I should have RMSE in three model to compare them with each other to say which one is better than the others. My models which I should run are Survival decision tree , Random survival forest and Bagging. I have been running my models but in the end I only have some predict. I brought Random survival forest result in the following. What should I do to have RMSE?
library(survival)
library(randomForestSRC)
dataset<-data.frame(data)
dataset
n.sample=round(0.5*nrow(dataset))
dataset1=sample (1: nrow(dataset),n.sample)
train=data[dataset1,]
test= data[-dataset1 ,]
set.seed(1369)
rsf0=rfsrc(Surv(time,status)~.,train,importance=TRUE,forest=T,ensemble="oob",mtry=NULL,block.size=1,splitrule="logrank")
print(rsf0)
Results:
Sample size: 821
Number of deaths: 209
Number of trees: 1000
Forest terminal node size: 15
Average no. of terminal nodes: 38.62
No. of variables tried at each split: 4
Total no. of variables: 14
Resampling used to grow trees: swor
Resample size used to grow trees: 519
Analysis: RSF
Family: surv
Splitting rule: logrank random
Number of random split points: 10
Error rate: 36.15%
I think you slightly misunderstand what survival analysis models are usually used for. Normally we want to predict the distribution of the survival time and not the survival time itself. The RMSE can only be used when the actual survival time is predicted. In your example, the models you discuss make a distribution prediction.
So firstly I've cleaned up your code slightly and added an example dataset to make it reproducible:
library(survival)
library(randomForestSRC)
# use the rats dataset to make the example reproducible
dataset <- data.frame(survival::rats)
dataset$sex <- factor(dataset$sex)
# note that you need to set.seed before you use `sample`
set.seed(1369)
# again specifying train/test split but this time as two separate sets of integers
train = sample(nrow(dataset), 0.5 * nrow(dataset))
test = setdiff(seq(nrow(dataset)), train)
# train the random forest model on the training data
rsf0 = rfsrc(Surv(time,status)~., dataset[train, ], importance=TRUE, forest=T,
ensemble="oob", mtry=NULL, block.size=1, splitrule="logrank")
# now make predictions
predictions = predict(rsf0, newdata = dataset[-train, ])

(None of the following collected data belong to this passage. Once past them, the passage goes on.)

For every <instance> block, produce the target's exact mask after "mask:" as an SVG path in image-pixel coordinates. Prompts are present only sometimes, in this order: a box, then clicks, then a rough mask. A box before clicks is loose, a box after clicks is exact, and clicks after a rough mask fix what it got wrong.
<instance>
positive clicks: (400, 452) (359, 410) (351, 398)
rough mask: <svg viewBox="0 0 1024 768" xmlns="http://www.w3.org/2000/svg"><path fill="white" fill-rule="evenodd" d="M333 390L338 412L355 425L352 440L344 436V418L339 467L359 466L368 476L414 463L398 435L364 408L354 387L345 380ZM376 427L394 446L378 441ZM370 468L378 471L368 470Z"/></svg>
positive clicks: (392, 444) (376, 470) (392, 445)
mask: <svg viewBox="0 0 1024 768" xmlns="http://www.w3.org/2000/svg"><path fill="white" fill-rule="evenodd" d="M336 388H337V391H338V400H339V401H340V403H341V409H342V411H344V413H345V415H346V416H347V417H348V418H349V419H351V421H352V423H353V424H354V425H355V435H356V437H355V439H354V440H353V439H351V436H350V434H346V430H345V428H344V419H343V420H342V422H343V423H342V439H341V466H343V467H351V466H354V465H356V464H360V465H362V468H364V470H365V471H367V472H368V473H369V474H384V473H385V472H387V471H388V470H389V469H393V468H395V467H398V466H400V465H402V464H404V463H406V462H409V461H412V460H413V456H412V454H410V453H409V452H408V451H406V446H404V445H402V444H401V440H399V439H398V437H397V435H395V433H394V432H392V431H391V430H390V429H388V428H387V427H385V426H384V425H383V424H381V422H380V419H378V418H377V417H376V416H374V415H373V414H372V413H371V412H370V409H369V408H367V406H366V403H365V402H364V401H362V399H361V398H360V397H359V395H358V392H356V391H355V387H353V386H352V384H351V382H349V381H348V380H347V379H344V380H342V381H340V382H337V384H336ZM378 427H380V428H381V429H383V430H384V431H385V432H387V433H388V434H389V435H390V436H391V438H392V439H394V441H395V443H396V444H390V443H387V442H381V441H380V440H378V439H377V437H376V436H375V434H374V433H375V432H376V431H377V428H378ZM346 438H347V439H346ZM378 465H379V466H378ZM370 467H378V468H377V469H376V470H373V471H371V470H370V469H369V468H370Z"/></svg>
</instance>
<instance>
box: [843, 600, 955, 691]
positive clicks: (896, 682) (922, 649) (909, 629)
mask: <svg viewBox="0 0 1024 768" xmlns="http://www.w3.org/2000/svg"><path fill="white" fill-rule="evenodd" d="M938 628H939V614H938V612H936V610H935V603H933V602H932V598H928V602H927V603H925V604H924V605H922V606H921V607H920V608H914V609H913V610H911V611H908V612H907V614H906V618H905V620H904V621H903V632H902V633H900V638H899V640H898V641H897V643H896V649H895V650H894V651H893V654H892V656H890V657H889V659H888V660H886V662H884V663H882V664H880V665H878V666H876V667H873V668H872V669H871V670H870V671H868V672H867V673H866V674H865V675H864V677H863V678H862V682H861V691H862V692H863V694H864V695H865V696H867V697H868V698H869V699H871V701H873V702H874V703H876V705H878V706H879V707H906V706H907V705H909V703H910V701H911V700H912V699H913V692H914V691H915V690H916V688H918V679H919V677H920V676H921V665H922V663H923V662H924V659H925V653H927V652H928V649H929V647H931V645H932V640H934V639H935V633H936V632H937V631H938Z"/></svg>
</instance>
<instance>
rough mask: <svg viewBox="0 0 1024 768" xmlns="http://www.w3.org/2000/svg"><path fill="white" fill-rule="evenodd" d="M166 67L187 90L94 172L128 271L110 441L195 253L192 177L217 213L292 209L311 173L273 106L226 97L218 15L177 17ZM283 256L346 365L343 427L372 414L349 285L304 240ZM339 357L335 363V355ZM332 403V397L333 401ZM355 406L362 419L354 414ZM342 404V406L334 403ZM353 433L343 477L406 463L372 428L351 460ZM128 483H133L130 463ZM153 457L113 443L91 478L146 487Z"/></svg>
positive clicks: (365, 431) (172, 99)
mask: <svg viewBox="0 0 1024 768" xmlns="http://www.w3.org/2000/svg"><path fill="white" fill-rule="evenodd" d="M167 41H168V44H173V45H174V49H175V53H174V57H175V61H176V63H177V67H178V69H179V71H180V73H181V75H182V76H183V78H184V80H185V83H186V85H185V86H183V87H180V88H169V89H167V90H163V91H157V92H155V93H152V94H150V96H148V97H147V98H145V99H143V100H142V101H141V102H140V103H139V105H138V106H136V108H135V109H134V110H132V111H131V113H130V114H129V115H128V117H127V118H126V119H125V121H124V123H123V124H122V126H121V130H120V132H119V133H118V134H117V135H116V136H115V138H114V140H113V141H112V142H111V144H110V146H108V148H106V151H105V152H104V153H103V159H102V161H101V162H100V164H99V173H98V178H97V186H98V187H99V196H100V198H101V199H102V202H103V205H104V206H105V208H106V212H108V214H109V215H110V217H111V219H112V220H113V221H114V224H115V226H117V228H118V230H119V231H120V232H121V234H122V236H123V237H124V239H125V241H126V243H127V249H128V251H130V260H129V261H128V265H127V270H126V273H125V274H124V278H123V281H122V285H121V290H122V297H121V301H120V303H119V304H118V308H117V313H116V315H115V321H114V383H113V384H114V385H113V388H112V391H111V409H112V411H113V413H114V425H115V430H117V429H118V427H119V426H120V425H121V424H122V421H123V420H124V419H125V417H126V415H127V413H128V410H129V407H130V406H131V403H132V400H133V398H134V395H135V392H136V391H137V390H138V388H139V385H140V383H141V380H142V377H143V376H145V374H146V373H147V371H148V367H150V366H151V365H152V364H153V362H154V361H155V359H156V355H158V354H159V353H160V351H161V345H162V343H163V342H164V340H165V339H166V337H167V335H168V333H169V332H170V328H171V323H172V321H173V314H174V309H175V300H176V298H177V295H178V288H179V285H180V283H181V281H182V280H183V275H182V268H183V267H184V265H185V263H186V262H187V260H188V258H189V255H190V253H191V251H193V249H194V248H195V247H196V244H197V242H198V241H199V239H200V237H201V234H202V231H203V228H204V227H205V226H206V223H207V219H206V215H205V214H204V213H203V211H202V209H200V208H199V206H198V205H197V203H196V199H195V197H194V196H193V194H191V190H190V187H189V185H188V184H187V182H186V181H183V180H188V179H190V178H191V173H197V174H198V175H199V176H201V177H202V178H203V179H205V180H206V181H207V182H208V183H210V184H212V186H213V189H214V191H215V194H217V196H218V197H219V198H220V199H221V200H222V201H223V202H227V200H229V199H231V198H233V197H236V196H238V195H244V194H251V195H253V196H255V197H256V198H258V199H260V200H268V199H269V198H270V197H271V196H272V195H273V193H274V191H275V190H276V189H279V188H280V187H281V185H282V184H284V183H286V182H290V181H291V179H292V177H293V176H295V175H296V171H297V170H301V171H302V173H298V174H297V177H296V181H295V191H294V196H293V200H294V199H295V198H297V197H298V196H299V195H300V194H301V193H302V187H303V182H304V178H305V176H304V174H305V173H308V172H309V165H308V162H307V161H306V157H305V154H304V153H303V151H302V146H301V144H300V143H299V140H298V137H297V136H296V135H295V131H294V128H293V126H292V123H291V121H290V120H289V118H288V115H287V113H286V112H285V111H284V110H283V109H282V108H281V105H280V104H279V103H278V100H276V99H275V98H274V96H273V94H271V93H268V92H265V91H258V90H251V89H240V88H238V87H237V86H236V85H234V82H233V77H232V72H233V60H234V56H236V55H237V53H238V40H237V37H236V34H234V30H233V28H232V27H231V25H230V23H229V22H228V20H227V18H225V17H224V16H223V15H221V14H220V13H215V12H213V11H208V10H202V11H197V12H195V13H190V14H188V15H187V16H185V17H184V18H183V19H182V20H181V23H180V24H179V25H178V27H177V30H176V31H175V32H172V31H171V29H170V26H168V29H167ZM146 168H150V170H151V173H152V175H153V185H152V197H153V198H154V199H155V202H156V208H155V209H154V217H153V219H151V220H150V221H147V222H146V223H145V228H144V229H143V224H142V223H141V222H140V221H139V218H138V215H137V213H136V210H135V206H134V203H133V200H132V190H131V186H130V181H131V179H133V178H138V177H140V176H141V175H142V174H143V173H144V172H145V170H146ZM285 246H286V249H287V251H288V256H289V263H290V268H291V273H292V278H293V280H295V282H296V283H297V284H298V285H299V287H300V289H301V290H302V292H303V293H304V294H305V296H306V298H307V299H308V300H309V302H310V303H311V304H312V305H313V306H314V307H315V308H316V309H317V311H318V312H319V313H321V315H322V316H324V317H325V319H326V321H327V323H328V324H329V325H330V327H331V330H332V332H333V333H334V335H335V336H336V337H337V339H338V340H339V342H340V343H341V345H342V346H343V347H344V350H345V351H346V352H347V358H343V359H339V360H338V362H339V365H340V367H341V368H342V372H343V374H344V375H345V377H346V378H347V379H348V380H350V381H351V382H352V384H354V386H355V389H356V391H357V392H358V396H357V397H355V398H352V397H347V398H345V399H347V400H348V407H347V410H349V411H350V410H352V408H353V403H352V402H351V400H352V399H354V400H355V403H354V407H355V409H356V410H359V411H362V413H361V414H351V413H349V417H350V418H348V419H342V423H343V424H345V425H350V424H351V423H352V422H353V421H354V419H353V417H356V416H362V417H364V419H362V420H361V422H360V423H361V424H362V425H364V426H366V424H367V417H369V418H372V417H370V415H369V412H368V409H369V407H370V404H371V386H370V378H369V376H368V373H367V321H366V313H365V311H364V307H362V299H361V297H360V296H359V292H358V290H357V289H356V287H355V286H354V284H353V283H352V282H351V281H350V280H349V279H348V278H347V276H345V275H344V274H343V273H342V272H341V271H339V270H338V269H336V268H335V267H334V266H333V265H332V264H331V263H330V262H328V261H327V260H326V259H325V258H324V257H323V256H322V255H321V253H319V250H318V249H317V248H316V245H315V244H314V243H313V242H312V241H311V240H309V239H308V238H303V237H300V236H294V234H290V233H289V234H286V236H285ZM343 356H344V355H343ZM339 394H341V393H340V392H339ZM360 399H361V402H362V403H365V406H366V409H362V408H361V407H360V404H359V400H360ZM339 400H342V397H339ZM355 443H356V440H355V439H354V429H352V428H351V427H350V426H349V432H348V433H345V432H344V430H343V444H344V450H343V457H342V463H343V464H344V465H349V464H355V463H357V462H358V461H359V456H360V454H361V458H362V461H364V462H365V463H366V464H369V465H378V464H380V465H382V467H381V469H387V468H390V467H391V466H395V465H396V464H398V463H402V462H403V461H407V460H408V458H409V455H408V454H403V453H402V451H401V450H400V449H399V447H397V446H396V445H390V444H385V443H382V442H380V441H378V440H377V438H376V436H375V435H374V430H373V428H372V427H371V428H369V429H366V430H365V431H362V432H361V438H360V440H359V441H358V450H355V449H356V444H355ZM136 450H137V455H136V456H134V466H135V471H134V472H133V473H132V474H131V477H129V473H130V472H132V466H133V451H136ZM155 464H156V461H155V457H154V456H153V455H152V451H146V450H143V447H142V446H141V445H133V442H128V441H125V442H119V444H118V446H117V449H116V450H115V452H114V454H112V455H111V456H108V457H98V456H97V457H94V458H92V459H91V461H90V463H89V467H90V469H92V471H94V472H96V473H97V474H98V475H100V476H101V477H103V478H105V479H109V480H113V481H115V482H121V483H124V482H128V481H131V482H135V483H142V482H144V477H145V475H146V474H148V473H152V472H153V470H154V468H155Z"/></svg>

# view the predicted survival probabilities
predictions$survival
With these probabilities, you have to make a decision about how to convert them to survival time predictions, and then you have to manually compute the RMSE after first removing all censored observations. Common conversions to survival time are to take the mean of the predicted individual distributions or the median.
As an alternative, and plugging my own package here, you could use {mlr3proba} which does this for you:
# load required packages
library(mlr3); library(mlr3proba);library(mlr3extralearners); library(mlr3pipelines)
# use the rats dataset to make the example reproducible
dataset <- data.frame(survival::rats)
dataset$sex <- factor(dataset$sex)
# note that you need to set.seed before you use `sample`
set.seed(1369)
# again specifying train/test split but this time as two separate sets of integers
train = sample(nrow(dataset), 0.5 * nrow(dataset))
test = setdiff(seq(nrow(dataset)), train)
# select the random forest model and use the `crankcompositor` to automatically
# create survival time predictions
learn = ppl("crankcompositor", lrn("surv.rfsrc"), response = TRUE, graph_learner = TRUE)
# create a task which stores your dataset
task = TaskSurv$new("data", backend = dataset, time = "time", event = "status")
# train your learner on training data
learn$train(task, row_ids = train)
# make predictions on test data
predictions = learn$predict(task, row_ids = test)
# view your survival time predictions
predictions$response
# calculate RMSE
predictions$score(msr("surv.rmse"))
This second option is more complicated if you're not used to R6, but I suspect that in your use-case it will benefit you as you can also compare multiple models at the same time with this.